Le licenciement sacrificiel de Jacqueline Fendt à la tête d'Expo.01 a au moins cet effet bénéfique qu'il force l'attention du Conseil fédéral et des milieux économiques sur la manifestation nationale trop longtemps laissée livrée à elle-même. Alertés pendant leurs vacances, les membres du gouvernement, Pascal Couchepin en tête, n'ont pu éviter le sujet dès leur retour à Berne lundi. Et ce mardi, comme Le Temps l'a annoncé, le tonitruant patron de la SMH Nicolas Hayek a rendez-vous avec le président de l'Expo, Francis Matthey.

Que faut-il attendre de cette soudaine agitation marquant la rentrée? Des décisions rapides sur les structures de management visiblement défaillantes d'Expo.01 et une nouvelle transparence sur les comptes de la belle machine à rêves et à réflexions qu'on nous promet depuis cinq ans? C'est en tout cas ce qu'on prédit dans l'entourage du Conseil fédéral.

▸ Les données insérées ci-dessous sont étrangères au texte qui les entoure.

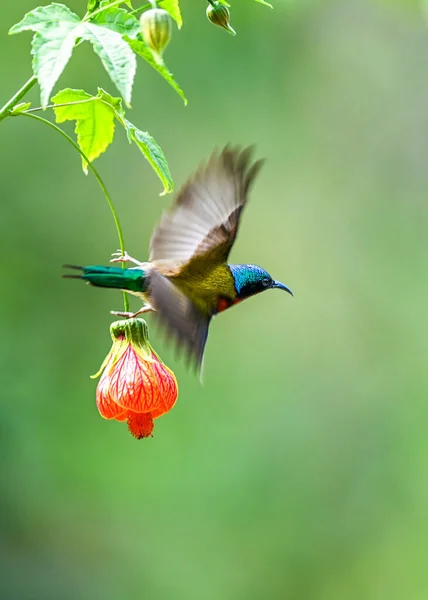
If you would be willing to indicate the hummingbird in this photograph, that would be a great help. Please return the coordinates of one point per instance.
(187, 279)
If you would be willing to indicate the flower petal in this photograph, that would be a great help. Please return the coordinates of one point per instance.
(107, 407)
(168, 389)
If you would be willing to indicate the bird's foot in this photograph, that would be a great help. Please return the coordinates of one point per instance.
(143, 309)
(124, 257)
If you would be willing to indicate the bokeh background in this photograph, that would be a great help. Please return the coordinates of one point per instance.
(298, 470)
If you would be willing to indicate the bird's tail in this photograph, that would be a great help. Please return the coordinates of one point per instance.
(134, 280)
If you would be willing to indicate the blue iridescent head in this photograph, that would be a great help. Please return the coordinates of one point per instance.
(251, 279)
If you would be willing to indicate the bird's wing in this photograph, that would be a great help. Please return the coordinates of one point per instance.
(205, 217)
(180, 316)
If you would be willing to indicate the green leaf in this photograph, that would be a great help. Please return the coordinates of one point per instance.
(118, 19)
(56, 29)
(153, 153)
(115, 54)
(265, 3)
(94, 116)
(94, 5)
(141, 48)
(173, 7)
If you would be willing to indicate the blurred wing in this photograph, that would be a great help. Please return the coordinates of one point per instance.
(180, 316)
(205, 216)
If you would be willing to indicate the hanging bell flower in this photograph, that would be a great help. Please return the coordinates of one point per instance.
(219, 14)
(135, 385)
(156, 29)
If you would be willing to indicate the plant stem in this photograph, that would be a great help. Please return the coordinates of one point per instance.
(4, 112)
(102, 9)
(102, 186)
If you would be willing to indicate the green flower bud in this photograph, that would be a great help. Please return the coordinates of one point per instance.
(219, 15)
(156, 29)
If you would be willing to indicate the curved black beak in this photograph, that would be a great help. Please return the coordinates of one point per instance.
(281, 286)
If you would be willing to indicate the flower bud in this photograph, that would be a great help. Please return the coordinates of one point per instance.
(156, 29)
(219, 15)
(135, 385)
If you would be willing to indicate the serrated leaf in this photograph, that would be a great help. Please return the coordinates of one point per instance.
(55, 30)
(51, 52)
(118, 19)
(141, 48)
(44, 17)
(94, 5)
(173, 7)
(94, 116)
(153, 153)
(115, 54)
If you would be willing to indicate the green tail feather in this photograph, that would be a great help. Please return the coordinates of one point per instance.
(133, 280)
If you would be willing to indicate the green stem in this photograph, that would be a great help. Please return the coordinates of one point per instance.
(4, 112)
(102, 9)
(143, 7)
(101, 183)
(38, 108)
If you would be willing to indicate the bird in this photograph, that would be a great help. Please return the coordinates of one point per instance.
(187, 279)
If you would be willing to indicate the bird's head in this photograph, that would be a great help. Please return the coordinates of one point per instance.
(251, 280)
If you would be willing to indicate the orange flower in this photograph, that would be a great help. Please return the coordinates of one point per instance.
(135, 385)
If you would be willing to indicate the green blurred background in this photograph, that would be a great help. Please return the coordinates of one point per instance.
(299, 469)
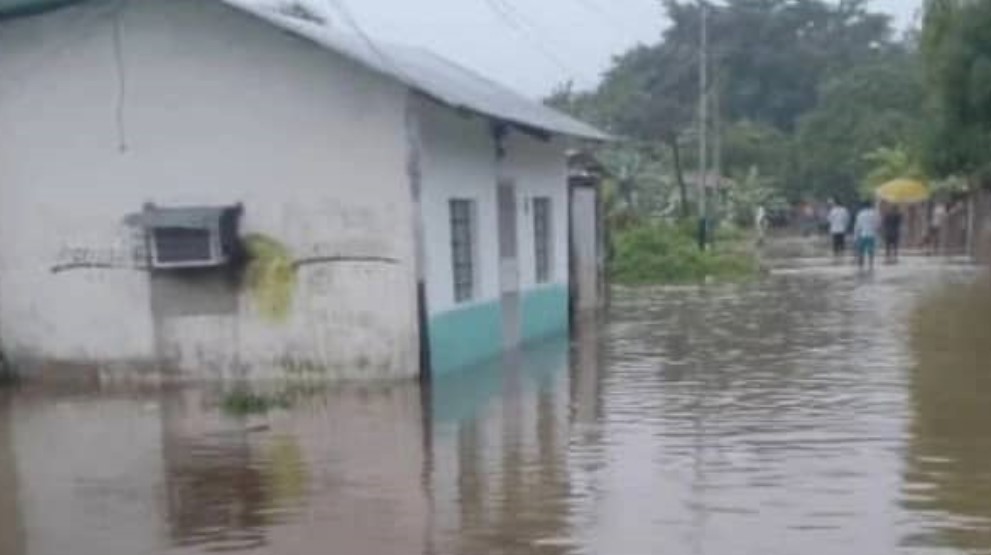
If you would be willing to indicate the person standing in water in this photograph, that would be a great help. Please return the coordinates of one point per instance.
(865, 234)
(892, 233)
(839, 222)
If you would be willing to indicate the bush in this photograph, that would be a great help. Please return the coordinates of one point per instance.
(661, 253)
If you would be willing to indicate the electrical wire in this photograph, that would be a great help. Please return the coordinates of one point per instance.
(508, 14)
(341, 7)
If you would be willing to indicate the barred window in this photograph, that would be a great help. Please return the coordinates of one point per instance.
(542, 225)
(463, 248)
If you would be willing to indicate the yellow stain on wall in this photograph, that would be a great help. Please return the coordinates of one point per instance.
(270, 276)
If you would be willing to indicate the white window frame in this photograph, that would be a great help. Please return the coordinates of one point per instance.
(472, 246)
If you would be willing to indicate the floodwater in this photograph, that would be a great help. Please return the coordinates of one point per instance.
(816, 412)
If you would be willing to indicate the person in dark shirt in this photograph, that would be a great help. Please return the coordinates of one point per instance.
(892, 225)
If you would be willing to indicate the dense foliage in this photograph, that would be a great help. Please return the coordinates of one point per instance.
(956, 47)
(658, 252)
(804, 89)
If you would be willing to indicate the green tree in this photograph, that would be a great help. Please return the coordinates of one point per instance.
(869, 106)
(956, 46)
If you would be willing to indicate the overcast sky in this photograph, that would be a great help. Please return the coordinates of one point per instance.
(530, 45)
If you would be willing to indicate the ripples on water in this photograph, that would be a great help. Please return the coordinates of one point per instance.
(816, 412)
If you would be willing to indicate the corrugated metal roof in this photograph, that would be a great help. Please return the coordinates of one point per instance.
(436, 77)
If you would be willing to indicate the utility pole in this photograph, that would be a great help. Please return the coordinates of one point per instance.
(703, 125)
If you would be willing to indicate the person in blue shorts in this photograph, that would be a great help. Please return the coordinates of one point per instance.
(865, 230)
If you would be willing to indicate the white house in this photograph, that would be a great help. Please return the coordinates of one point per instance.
(384, 196)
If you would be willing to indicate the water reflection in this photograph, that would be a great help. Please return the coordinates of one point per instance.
(11, 534)
(948, 478)
(816, 412)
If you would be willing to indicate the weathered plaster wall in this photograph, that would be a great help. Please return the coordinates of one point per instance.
(201, 104)
(459, 161)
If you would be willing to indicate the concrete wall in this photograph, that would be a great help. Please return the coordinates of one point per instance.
(458, 160)
(207, 106)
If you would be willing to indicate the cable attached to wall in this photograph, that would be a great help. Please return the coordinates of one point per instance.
(118, 35)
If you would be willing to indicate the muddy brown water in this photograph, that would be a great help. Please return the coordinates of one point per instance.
(816, 412)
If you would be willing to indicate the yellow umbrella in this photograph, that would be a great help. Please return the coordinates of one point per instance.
(903, 191)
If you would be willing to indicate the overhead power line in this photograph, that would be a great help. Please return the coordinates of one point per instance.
(341, 7)
(509, 15)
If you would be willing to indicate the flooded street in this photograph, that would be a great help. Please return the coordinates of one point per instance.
(815, 412)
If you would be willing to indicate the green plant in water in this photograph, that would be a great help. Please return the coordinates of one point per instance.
(270, 276)
(244, 403)
(662, 253)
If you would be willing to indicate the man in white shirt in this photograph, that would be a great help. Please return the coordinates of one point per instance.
(865, 230)
(839, 222)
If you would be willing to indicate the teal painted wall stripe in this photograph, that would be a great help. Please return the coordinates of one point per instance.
(464, 337)
(472, 336)
(545, 312)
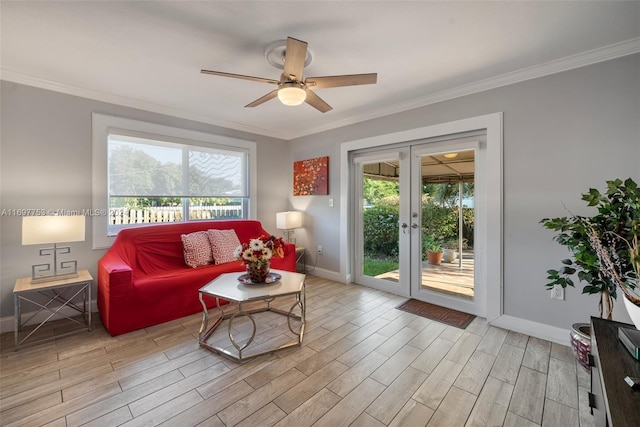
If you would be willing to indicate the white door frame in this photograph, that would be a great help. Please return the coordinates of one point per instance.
(492, 205)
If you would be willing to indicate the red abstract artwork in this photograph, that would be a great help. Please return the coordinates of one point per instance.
(311, 177)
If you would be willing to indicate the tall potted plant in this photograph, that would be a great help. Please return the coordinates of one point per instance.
(612, 231)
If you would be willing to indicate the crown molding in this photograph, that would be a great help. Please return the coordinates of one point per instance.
(606, 53)
(124, 101)
(617, 50)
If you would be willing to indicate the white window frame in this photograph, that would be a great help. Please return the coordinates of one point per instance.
(103, 125)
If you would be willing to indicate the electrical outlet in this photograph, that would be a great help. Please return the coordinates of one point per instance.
(557, 292)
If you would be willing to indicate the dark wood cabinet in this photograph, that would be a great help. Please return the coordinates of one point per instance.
(614, 403)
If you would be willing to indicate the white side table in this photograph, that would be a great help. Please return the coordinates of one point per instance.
(61, 291)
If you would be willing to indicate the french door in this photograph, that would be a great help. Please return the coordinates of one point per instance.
(414, 197)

Une rencontre déterminante avec les sponsors acquis et potentiels étant agendée pour le 16 août, il s'agit de ne pas arriver les mains vides pour rétablir le «climat de confiance» que tous les protagonistes de ce psychodrame national appellent de leurs vœux, tout en continuant à se tirer joyeusement dans les jambes. Aux dernières nouvelles, l'état de santé financier de l'Expo ne serait en tout cas pas aussi alarmant que la crise actuelle peut le laisser croire. Une douzaine de sponsors officiels se sont déjà engagés à hauteur de 80 millions de francs. Quant aux chiffres clés concernant le financement des projets d'exposition, ils se présenteraient ainsi, indique-t-on de bonne source: sur 350 millions de francs inscrits au budget, près de 250 millions seraient déjà réunis ou en passe de l'être. Dans le détail, la part prépondérante de capitaux privés se présente sous la forme de 20 millions signés par contrat, de 86 millions figurant dans des lettres d'engagement alors que des négociations à hauteur de 90 millions sont en cours sur des avant-projets. Les pouvoirs publics, de leur côté, ont déjà assuré une tranche de 50 millions (30 des cantons et des communes, 20 de la Confédération). Il resterait donc environ 100 millions à trouver pour que le cœur de l'Expo batte un jour pleinement.

La Confédération fera un geste, confirme Daniel Margot, délégué du Conseil fédéral auprès d'Expo.01. La rallonge fédérale pourrait aller au financement des projets concoctés à Berne même, ainsi qu'au parrainage de concepts qui n'auront pas trouvé de mécènes privés. Le gouvernement en discutera une première fois demain mercredi. Mais il ne faut pas s'attendre à ce qu'une somme soit immédiatement articulée. A Berne, on veut s'assurer au préalable de la bonne volonté de l'économie privée, ainsi que du sérieux de la reprise en main du management et des projets.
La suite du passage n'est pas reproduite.